The anchor free models used in this benchmark is based on the centermask2 architecture and the anchor based models are based on the detectron2-ResNeSt architectures, which is both built upon the detectron2 library.
The models in the LIVECell paper was trained in on 8 Nvidia V100 GPUS. To help others reproduce our results and use the models for further research, we provide pre-trained models and config files.
Architecture | Dataset | Box mAP% | Mask mAP% | download |
---|---|---|---|---|
Anchor free | LIVECell | 48.45 | 47.78 | config | model |
A172 | 31.49 | 34.57 | config | model | |
BT-474 | 42.12 | 42.60 | config | model | |
BV-2 | 42.62 | 45.69 | config | model | |
Huh7 | 42.44 | 45.85 | config | model | |
MCF7 | 36.53 | 37.30 | config | model | |
SH-SY5Y | 25.20 | 23.91 | config | model | |
SkBr3 | 64.35 | 65.85 | config | model | |
SK-OV-3 | 46.43 | 49.39 | config | model | |
Anchor based | LIVECell | 48.43 | 47.89 | config | model |
A172 | 36.37 | 38.02 | config | model | |
BT-474 | 43.25 | 43.00 | config | model | |
BV-2 | 54.36 | 52.60 | config | model | |
Huh7 | 52.79 | 51.83 | config | model | |
MCF7 | 37.53 | 37.94 | config | model | |
SH-SY5Y | 27.87 | 24.92 | config | model | |
SkBr3 | 64.41 | 65.39 | config | model | |
SK-OV-3 | 53.29 | 54.12 | config | model |
The box and mask AP presented here is derived by training on either the whole LIVECell dataset or a cell cell specific subset, and then evaluated on the corresponding test dataset.

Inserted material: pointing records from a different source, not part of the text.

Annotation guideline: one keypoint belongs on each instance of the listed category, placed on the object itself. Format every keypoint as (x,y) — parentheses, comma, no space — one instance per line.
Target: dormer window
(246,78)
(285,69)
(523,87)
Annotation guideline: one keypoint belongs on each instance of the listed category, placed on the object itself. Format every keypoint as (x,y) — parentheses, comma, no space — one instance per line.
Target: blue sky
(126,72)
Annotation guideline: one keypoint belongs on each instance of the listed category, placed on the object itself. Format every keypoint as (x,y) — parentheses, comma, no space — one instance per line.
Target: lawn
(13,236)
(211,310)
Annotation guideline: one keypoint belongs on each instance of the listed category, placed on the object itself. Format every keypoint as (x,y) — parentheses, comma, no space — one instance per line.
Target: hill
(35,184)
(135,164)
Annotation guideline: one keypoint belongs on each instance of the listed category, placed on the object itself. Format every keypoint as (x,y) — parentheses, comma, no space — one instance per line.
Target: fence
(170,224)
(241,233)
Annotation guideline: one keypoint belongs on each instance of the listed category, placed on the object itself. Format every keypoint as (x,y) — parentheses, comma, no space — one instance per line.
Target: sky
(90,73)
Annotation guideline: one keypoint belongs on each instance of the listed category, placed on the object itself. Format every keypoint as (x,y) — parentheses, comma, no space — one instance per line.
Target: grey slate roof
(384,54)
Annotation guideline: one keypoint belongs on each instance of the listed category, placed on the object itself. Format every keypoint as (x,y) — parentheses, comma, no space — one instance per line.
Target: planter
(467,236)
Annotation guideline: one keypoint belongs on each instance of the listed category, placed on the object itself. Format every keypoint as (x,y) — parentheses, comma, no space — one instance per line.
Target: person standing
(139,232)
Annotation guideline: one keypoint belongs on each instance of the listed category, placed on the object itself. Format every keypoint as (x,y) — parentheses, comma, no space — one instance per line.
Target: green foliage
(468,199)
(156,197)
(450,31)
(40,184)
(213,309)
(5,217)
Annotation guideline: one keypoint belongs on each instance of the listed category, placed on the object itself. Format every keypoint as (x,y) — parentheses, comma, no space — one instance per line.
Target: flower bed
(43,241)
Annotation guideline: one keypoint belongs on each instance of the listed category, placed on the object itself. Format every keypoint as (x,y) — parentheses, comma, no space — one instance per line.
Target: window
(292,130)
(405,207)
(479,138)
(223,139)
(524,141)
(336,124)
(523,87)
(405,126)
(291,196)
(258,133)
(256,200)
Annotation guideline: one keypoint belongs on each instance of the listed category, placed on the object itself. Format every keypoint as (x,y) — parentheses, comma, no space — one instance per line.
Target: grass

To use our fully trained models download them from our S3 bucket, and use it together with appropriate config file as described below in the [traing and evaluation section](#Training and evaluation)
The installation takes approximately 30 minutes
- Linux or macOS with Python ≥ 3.6
- PyTorch ≥ 1.3
- torchvision that matches the PyTorch installation. You can install them together at pytorch.org to make sure of this.
- OpenCV, optional, needed by demo and visualization
- pycocotools: pip install cython; pip install -U 'git+https://github.com/cocodataset/cocoapi.git#subdirectory=PythonAPI'
Build from source
python -m pip install 'git+https://github.com/facebookresearch/detectron2.git'
Or, to install it from a local clone:
git clone https://github.com/facebookresearch/detectron2.git
python -m pip install -e detectron2
Or if you are on macOS
CC=clang CXX=clang++ python -m pip install -e detectron2
To install a pre-built detectron for different torch and cuda versions and further information, see the detectron2 install document
Retrive the centermask2 code:
git clone https://github.com/youngwanLEE/centermask2.git
For further information, on installation and usage, see the centermask2 documentation
Retrive the detectron2-ResNeSt code:
git clone https://github.com/chongruo/detectron2-ResNeSt
For further information, on installation and usage, see the detectron2-ResNeSt documentation
- Not compiled with GPU support" or "Detectron2 CUDA Compiler: not available".
CUDA is not found when building detectron2. You should make sure
python -c 'import torch; from torch.utils.cpp_extension import CUDA_HOME; print(torch.cuda.is_available(), CUDA_HOME)'
print valid outputs at the time you build detectron2.
Using a custom dataset such as LIVECell together with the detectron2 code base is done by first registering the dataset via the detectron2 python API. In practice this can be done adding the following code to the train_net.py file in the cloned centermask2 repo:
https://detectron2.readthedocs.io/en/latest/tutorials/datasets.html
from detectron2.data.datasets import register_coco_instances
register_coco_instances([dataset_name], {}, [/path/coco/annotations.json], [path/to/image/dir])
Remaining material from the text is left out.